Custom NERs training with spaCy 3 throws ValueError

Question:

I am trying to add custom NER labels using spacy 3. I found tutorials for older versions and made adjustments for spacy 3. Here is the whole code I am using:

import random
import spacy
from spacy.training import Example

LABEL = 'ANIMAL'
TRAIN_DATA = [
    ("Horses are too tall and they pretend to care about your feelings", {'entities': [(0, 6, LABEL)]}),
    ("Do they bite?", {'entities': []}),
    ("horses are too tall and they pretend to care about your feelings", {'entities': [(0, 6, LABEL)]}),
    ("horses pretend to care about your feelings", {'entities': [(0, 6, LABEL)]}),
    ("they pretend to care about your feelings, those horses", {'entities': [(48, 54, LABEL)]}),
    ("horses?", {'entities': [(0, 6, LABEL)]})
]
nlp = spacy.load('en_core_web_sm')  # load existing spaCy model
ner = nlp.get_pipe('ner')
ner.add_label(LABEL)
print(ner.move_names) # Here I see, that the new label was added
optimizer = nlp.create_optimizer()
# get names of other pipes to disable them during training
other_pipes = [pipe for pipe in nlp.pipe_names if pipe != "ner"]
with nlp.disable_pipes(*other_pipes):  # only train NER
    for itn in range(20):
        random.shuffle(TRAIN_DATA)
        losses = {}
        for text, annotations in TRAIN_DATA:
            doc = nlp(text)
            example = Example.from_dict(doc, annotations)
            nlp.update([example], drop=0.35, sgd=optimizer, losses=losses)
        print(losses)
# test the trained model # add some dummy sentences with many NERs

test_text = 'Do you like horses?'
doc = nlp(test_text)
print("Entities in '%s'" % test_text)
for ent in doc.ents:
    print(ent.label_, " -- ", ent.text)

This code outputs the ValueError exception, but only after 2 iterations – notice the first 2 lines:

{'ner': 9.862242701536594}
{'ner': 8.169456698315201}
Traceback (most recent call last):
  File ".custom_ner_training.py", line 46, in <module>
    nlp.update([example], drop=0.35, sgd=optimizer, losses=losses)
  File "C:ogrmojepythonspacy_pgmyvenvlibsite-packagesspacylanguage.py", line 1106, in update
    proc.update(examples, sgd=None, losses=losses, **component_cfg[name])
  File "spacypipelinetransition_parser.pyx", line 366, in spacy.pipeline.transition_parser.Parser.update
  File "spacypipelinetransition_parser.pyx", line 478, in spacy.pipeline.transition_parser.Parser.get_batch_loss
  File "spacypipeline_parser_internalsner.pyx", line 310, in spacy.pipeline._parser_internals.ner.BiluoPushDown.set_costs
ValueError

I see the ANIMAL label was added by calling ner.move_names.

When I change my the value LABEL = 'PERSON, the code runs successfully and recognizes horses as PERSON on the new data.
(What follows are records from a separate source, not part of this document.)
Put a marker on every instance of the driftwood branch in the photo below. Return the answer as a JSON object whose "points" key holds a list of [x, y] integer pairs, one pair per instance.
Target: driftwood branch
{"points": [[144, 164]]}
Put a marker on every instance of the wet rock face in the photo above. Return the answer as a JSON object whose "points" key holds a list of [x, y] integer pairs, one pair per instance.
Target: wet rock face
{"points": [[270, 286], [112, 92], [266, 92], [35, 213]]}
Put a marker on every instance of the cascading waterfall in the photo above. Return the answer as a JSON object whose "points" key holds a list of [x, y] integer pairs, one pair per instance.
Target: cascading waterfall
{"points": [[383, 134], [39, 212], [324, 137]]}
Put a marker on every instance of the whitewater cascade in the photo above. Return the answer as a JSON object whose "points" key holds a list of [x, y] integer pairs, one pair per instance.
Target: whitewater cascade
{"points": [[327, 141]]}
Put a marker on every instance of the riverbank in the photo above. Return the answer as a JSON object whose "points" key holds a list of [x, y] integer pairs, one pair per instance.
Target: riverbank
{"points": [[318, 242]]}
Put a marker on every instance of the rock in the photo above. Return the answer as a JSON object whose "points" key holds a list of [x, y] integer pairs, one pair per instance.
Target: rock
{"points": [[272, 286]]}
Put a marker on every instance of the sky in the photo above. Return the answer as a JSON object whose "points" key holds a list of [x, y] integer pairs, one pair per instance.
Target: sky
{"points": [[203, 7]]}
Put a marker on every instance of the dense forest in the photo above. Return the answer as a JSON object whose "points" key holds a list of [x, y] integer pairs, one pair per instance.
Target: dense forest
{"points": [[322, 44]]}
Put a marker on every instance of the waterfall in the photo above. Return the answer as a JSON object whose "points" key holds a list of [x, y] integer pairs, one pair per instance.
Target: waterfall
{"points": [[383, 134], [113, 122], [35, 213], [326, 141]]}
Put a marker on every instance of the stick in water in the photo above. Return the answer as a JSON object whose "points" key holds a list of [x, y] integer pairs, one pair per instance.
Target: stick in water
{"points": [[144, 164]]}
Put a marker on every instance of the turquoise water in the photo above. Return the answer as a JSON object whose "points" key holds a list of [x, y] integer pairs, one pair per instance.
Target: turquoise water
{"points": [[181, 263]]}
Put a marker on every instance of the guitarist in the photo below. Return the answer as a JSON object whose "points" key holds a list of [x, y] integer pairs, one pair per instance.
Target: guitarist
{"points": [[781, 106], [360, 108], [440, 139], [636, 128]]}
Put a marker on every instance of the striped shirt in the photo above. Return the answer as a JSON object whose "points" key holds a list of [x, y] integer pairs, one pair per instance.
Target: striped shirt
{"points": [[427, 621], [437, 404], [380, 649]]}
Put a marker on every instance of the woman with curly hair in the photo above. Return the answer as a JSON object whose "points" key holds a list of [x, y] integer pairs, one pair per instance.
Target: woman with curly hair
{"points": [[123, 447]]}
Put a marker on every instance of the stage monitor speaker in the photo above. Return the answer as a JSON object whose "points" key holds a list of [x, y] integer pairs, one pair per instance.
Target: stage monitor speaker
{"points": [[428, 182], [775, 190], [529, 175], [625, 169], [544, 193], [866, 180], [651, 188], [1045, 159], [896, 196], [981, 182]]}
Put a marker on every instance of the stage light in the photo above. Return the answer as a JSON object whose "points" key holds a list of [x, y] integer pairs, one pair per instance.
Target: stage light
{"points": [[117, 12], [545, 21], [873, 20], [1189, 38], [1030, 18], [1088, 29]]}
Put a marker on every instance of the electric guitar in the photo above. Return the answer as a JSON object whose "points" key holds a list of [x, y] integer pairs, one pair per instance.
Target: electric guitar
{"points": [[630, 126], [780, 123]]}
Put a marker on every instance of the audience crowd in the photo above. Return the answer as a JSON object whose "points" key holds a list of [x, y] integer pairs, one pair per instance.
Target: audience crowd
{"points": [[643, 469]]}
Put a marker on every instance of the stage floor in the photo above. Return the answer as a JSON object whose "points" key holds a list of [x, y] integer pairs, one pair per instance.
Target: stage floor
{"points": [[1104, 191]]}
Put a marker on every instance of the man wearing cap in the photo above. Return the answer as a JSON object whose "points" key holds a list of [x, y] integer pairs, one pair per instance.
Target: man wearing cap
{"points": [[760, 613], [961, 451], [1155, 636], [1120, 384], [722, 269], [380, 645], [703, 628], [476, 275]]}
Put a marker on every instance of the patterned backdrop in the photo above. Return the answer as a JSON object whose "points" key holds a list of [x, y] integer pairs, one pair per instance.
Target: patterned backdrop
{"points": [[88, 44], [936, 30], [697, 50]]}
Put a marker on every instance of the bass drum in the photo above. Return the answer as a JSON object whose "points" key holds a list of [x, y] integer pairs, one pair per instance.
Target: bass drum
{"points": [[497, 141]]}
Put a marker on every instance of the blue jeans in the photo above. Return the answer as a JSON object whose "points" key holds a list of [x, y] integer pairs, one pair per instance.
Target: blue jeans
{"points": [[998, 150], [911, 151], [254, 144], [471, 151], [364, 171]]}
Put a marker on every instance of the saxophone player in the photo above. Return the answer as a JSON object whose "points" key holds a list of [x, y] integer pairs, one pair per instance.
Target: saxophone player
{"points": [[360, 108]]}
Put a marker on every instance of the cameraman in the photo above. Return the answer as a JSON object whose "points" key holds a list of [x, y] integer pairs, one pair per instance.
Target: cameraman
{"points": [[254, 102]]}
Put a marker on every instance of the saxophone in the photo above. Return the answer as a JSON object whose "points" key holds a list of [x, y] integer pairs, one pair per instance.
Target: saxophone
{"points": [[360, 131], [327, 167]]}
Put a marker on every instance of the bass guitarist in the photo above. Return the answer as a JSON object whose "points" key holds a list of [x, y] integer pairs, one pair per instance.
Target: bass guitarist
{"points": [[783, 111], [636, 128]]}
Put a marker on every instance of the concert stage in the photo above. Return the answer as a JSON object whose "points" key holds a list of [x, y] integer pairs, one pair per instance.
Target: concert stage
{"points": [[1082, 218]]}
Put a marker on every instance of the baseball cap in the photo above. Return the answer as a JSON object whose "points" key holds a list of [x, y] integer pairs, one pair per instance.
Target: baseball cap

This is why I am assuming, there is no error in the code itself.

Is there something I am missing? What am I doing wrong? Could someone reproduce, please?

NOTE: This is my first question ever here. I hope I provided all information. If not, let me know in the comments.

Asked By: krisograbek

||

Answers:

You need to change the following line in the for loop

doc = nlp(text)

to

doc = nlp.make_doc(text)

The code should work and produce the following results:

{'ner': 9.60289144264557}
{'ner': 8.875474230820478}
{'ner': 6.370401408220459}
{'ner': 6.687456469517201}
... 
{'ner': 1.3796682589133492e-05}
{'ner': 1.7709562613218738e-05}

Entities in 'Do you like horses?'
ANIMAL  --  horses
Answered By: Thang Pham

One more potential reason could be the misaligned label info in the corpus. You can check if there are extra spaces in the training data. If you, so can first remove extra spaces from the text and calculate the start and end positions of the label within the text.

Answered By: Devendra Soni